Léger coup d’arrêt sur le crédit

Notre portefeuille investi majoritairement en hybrides corporates non-bancaires s’est déprécié de -0,50% en janvier. «Enfin!» serait-on tenté de dire car cette mini-correction prouve plusieurs choses. Tout d’abord, ce n’est pas une classe d’actifs «martingale». Ensuite, le contenu equity de 50% se rappelle à nos bons souvenirs lorsque les marchés actions virent à l’orange. Enfin, c’est le marché idéal pour l’expression du risque idiosyncrasique. Il aura fallu, par exemple, que le doute apparaisse sur le bon déroulement du projet Hercule (amplifié par un «effet BFMTV») pour que l’action EDF dégringole, entraînant sur son passage la dette hybride de l’électricien français. Dans un registre différent, nous avons été déçus par la trop faible correction des spreads italiens après la démission du gouvernement Conte. Que ce soit au niveau du spread souverain par rapport au Bund ou au niveau des spreads de crédit des principaux émetteurs transalpins, nous sommes restés sur notre faim. La BCE est passée par là et les investisseurs semblent désormais moins enclins à paniquer que dans un passé pré-Draghi. 
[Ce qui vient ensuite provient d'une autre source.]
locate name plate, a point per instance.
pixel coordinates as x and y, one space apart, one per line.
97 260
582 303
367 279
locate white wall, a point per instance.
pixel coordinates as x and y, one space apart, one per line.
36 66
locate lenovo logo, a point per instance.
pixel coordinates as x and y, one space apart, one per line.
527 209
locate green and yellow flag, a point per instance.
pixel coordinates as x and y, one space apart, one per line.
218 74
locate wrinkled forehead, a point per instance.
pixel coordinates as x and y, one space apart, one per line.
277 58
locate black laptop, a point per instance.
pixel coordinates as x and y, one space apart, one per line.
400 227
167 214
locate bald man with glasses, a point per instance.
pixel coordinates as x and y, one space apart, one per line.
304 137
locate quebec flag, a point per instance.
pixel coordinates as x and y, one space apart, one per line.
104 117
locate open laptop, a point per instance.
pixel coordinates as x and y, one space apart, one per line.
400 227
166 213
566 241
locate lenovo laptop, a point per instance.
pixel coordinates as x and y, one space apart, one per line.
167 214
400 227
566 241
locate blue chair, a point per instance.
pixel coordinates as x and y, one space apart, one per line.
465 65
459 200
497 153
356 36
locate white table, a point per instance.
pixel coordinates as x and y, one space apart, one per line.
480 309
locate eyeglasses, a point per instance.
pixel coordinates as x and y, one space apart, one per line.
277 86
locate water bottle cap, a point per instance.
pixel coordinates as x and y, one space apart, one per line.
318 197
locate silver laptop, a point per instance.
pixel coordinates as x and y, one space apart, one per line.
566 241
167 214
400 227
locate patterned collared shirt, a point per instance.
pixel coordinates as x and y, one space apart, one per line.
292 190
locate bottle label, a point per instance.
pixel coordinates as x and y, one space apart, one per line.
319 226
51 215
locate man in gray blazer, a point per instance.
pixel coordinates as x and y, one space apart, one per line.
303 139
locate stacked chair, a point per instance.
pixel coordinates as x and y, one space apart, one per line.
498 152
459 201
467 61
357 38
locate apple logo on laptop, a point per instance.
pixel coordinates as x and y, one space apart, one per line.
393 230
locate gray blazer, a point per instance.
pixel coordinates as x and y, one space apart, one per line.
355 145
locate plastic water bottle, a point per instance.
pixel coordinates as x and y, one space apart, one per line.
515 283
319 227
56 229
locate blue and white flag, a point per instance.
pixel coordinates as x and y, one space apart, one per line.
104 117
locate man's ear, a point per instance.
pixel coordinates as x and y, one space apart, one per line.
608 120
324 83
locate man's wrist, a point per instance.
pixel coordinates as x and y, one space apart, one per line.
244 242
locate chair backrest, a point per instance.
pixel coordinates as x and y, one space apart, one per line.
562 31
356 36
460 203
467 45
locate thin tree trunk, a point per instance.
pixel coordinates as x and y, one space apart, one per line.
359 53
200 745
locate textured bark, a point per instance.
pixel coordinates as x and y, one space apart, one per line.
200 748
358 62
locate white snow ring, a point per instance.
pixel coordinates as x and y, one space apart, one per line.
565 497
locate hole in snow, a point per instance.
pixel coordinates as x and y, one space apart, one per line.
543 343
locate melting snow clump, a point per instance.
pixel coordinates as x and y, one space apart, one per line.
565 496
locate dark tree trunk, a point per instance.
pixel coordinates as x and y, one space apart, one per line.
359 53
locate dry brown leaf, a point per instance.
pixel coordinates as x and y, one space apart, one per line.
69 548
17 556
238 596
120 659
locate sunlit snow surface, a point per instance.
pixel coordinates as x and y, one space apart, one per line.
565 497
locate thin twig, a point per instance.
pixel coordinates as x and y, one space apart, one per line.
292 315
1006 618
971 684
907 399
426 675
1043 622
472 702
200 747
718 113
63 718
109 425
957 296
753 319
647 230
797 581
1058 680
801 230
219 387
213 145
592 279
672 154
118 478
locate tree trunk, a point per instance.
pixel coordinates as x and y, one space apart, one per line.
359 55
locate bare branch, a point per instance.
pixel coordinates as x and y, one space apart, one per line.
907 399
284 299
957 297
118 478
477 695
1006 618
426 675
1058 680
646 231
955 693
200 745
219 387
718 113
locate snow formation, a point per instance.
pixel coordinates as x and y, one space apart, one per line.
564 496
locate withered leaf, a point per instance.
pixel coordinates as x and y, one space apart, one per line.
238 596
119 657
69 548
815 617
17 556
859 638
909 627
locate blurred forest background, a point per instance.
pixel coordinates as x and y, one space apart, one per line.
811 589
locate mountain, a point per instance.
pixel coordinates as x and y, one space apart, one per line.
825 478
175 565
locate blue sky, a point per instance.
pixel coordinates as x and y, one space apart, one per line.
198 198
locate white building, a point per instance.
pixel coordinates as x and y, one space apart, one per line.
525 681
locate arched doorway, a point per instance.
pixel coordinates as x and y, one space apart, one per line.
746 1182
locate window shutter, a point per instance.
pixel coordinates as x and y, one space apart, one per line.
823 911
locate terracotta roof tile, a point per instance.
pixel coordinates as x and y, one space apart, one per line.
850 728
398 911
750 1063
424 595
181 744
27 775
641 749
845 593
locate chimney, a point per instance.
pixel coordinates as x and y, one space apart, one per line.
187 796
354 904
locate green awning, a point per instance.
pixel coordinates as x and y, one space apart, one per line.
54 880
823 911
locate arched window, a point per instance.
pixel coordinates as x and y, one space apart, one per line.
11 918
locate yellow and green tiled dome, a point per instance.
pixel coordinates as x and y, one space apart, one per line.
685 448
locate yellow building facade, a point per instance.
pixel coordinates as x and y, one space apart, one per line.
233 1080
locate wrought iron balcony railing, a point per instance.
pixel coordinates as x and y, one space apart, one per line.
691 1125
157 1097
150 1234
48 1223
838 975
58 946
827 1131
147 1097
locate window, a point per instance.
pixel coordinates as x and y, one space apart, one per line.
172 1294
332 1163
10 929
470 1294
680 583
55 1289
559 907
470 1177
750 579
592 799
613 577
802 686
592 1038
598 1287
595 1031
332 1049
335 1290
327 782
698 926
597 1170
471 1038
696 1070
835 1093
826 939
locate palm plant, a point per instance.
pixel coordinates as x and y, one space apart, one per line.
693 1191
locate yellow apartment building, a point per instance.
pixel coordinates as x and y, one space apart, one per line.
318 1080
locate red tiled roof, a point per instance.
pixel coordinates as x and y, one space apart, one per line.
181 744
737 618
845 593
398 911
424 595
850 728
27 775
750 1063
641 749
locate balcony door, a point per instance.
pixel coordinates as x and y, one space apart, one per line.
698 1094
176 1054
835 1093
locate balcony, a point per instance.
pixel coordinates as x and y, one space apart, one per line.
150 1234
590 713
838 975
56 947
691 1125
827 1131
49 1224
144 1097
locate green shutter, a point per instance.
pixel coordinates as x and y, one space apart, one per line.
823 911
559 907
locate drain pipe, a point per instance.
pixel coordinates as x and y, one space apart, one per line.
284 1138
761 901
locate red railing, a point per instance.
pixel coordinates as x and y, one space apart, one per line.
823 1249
Janvier n’a pas été suffisamment généreux en termes de nouvelles émissions.

Nous attendons le mois de février avec impatience sur le front du marché primaire. Janvier n’a pas été suffisamment généreux en termes de nouvelles émissions (en tout cas à notre goût) et nous attendons plus d’opportunités sur les hybrides ou sur un marché que nous avions un peu délaissé en 2020 à cause des incertitudes liées au Brexit: le retour sur le devant de la scène d’émetteurs britanniques. Nous avons bien participé récemment à la nouvelle émission Tesco 2029 (avec step-up de coupon en cas de non-respect par l’émetteur de son plan de réduction d’émissions de CO2) en espérant qu’il s’agit du début du retour en grâce des crédits anglais dans nos portefeuilles. Sur le marché Investment Grade en dollars, nous avons rarement eu l’occasion d’investir dans de beaux noms à un taux encore attrayant. Toutefois, un émetteur a fait sa première apparition dans nos portefeuilles: NextEra qui, en quelques années, est devenu un «green major» incontournable. En conclusion, nous abordons ce mois de février en étant confiants sur les crédits tout en restant vigilants et nous restons attachés à nos TIPS longs en attendant que la repentification de la courbe nous donne des points d’entrée sur les taux nominaux. Si nous n’avions qu’un souhait, ce serait surtout celui de ne pas revivre février 2020, si anxiogène et tellement compliqué. Ce ne serait déjà pas si mal!